Qu'ils soient policiers, procureurs ou détectives privés, ils respectent la loi, parfois à leur manière. L'archétype du policier, fatigué, alcoolique, à la vie fracassée, comme Frank Parish, héros des Anges de New York de R. J. Ellory, qui explore "la cop story des seventies" (Sonatine). Avec eux, le lecteur parcourt la planète depuis la très British Brighton, lieu de toutes les perditions si on en croit Peter Guttridge et le chef de la police Robert Watts, héros du premier volume d'une trilogie (Promenade du crime, Rouergue), et... Peter James, avec son commissaire, Roy Grace, dans la même ville (A deux pas de la mort, Fleuve noir), jusqu'au Bangkok des bordels et de la mafia, où l'inspecteur Sonchaï Jitpleecheep oublie ses convictions bouddhistes (Le parrain de Katmandou de John Burdett, Presses de la Cité, et 10/18, juin), en passant par Chaumont avec le capitaine de gendarmerie Francis Humbert (Une femme seule de Marie Vindy, Fayard).

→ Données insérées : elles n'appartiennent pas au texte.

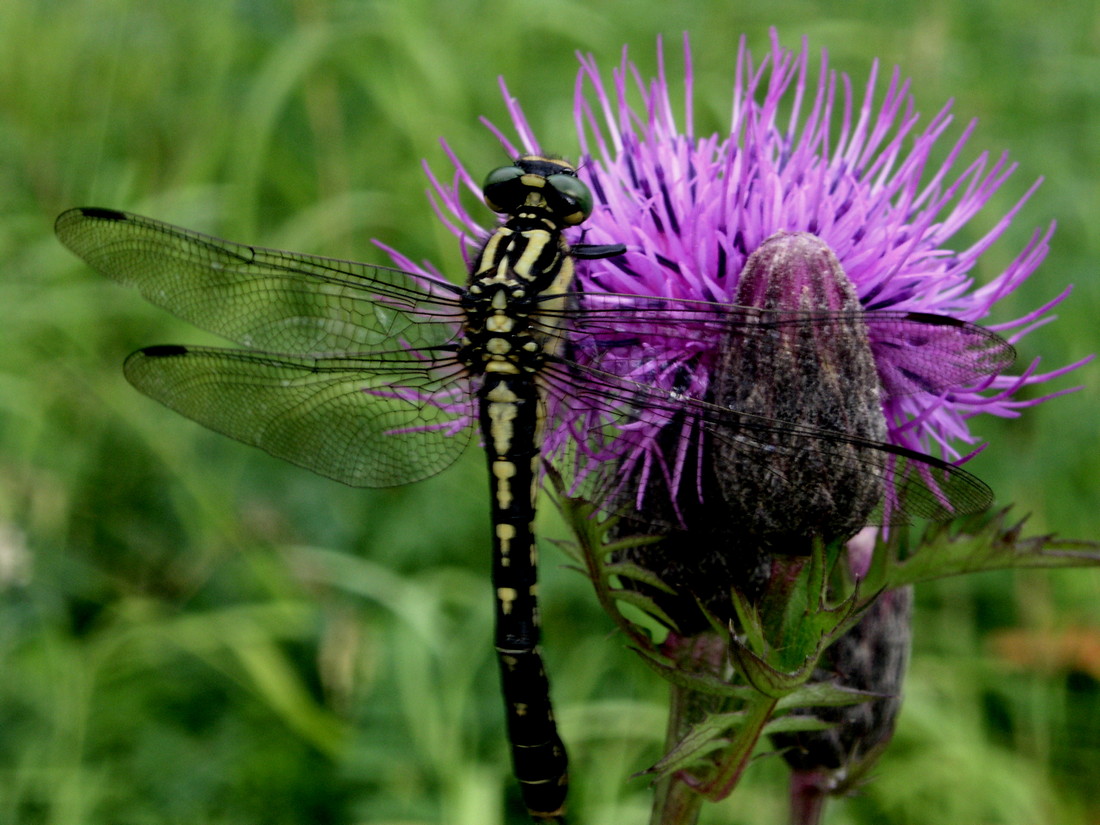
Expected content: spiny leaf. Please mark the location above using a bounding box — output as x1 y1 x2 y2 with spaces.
762 714 833 735
603 560 679 594
865 507 1100 591
631 646 756 699
730 588 766 654
645 711 748 776
609 588 680 629
728 638 818 698
777 681 885 710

On retrouve dans cette mouvance de nombreux polars scandinaves avec Hjalmar Lidström, héros du Suédois Fredrik Ekelund, qui regrette l'Etat-providence (Le garçon dans le chêne, Gaïa), et Ann Lindell, imaginée par Kjell Eriksson (Les cruelles étoiles de la nuit, Gaïa) ; les Finlandais Kari Vaara, inspecteur de la criminelle d'Helsinski, créé par James Thompson (Meurtre en hiver polaire, 10/18, juin), et Maria Kallio, par Leena Lehtolainen (Femme de neige, Gaïa, mai) ; Carl Morck, par le Danois Jussi Adler-Olsen, qui exhume des affaires anciennes ("coldcase") (Profanation, Albin Michel, mai).

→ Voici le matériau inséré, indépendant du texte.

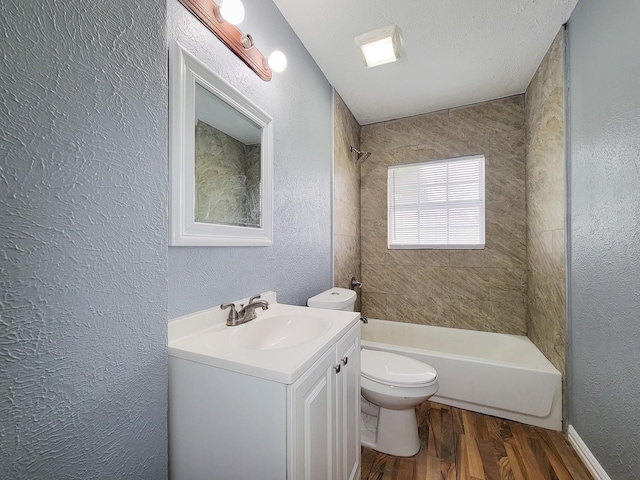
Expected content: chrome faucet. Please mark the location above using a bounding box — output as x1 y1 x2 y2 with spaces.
221 295 269 326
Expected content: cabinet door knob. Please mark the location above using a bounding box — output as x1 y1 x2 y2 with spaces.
333 364 341 373
342 356 348 366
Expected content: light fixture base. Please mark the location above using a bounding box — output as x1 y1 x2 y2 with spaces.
178 0 273 81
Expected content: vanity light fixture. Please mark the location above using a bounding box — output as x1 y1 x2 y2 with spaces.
354 25 402 68
178 0 287 81
216 0 244 25
267 51 287 73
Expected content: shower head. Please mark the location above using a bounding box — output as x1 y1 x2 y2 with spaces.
350 146 372 164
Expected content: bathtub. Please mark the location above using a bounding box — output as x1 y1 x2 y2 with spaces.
361 319 562 431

A tout seigneur, tout honneur : Lew Archer, imaginé par Ross Macdonald, est l'archétype du privé désabusé, qui enquête sur les dessous honteux de riches Californiens, dont Gallmeister a entrepris de retraduire les aventures. Citons également Charlie Parker, le détective de John Connolly (La nuit des corbeaux, Presses de la Cité, Les murmures, Pocket), l'inspectrice De Luca de Gilda Piersanti (Wonderland, Le Passage). Le roman procédural appartient à cette même sphère à forte teneur juridique : c'est le cas de L'enfant témoin de Robert Rotenberger (Presses de la Cité), des Partenaires de John Grisham (Laffont)ou de Volte-face, le dernier Michael Connelly (voir son interview p. 75), dont le héros Mickey Haller, avocat de la défense, se retrouve aux côtés du procureur.

LES COW-BOYS

Le polar peut entraîner le lecteur encore plus loin, par exemple du côté du Wyoming où, Stetson sur la tête, de vrais cow-boys chevauchent leurs canassons, comme le shérif Longmire de Craig Johnson (Enfants de poussière, Gallmeister), ou le garde-chasse Joe Pickett, de C. J. Box (Below zero, Calmann-Lévy). Le polar a aussi cette capacité d'explorer les grands espaces : l'Afrique du Sud vue par Deon Meyer, qui traite autant de protection des rhinocéros que d'espionnage et de trafic de drogue (A la trace, Seuil), et par Roger Smith (Blondie et la mort, Calmann-Lévy, et Mélanges de sangs, Le Livre de poche, mai) ; ou la Guyane et le fleuve Maroni, par le Français Colin Niel (Les hamacs de carton, Rouergue, mars).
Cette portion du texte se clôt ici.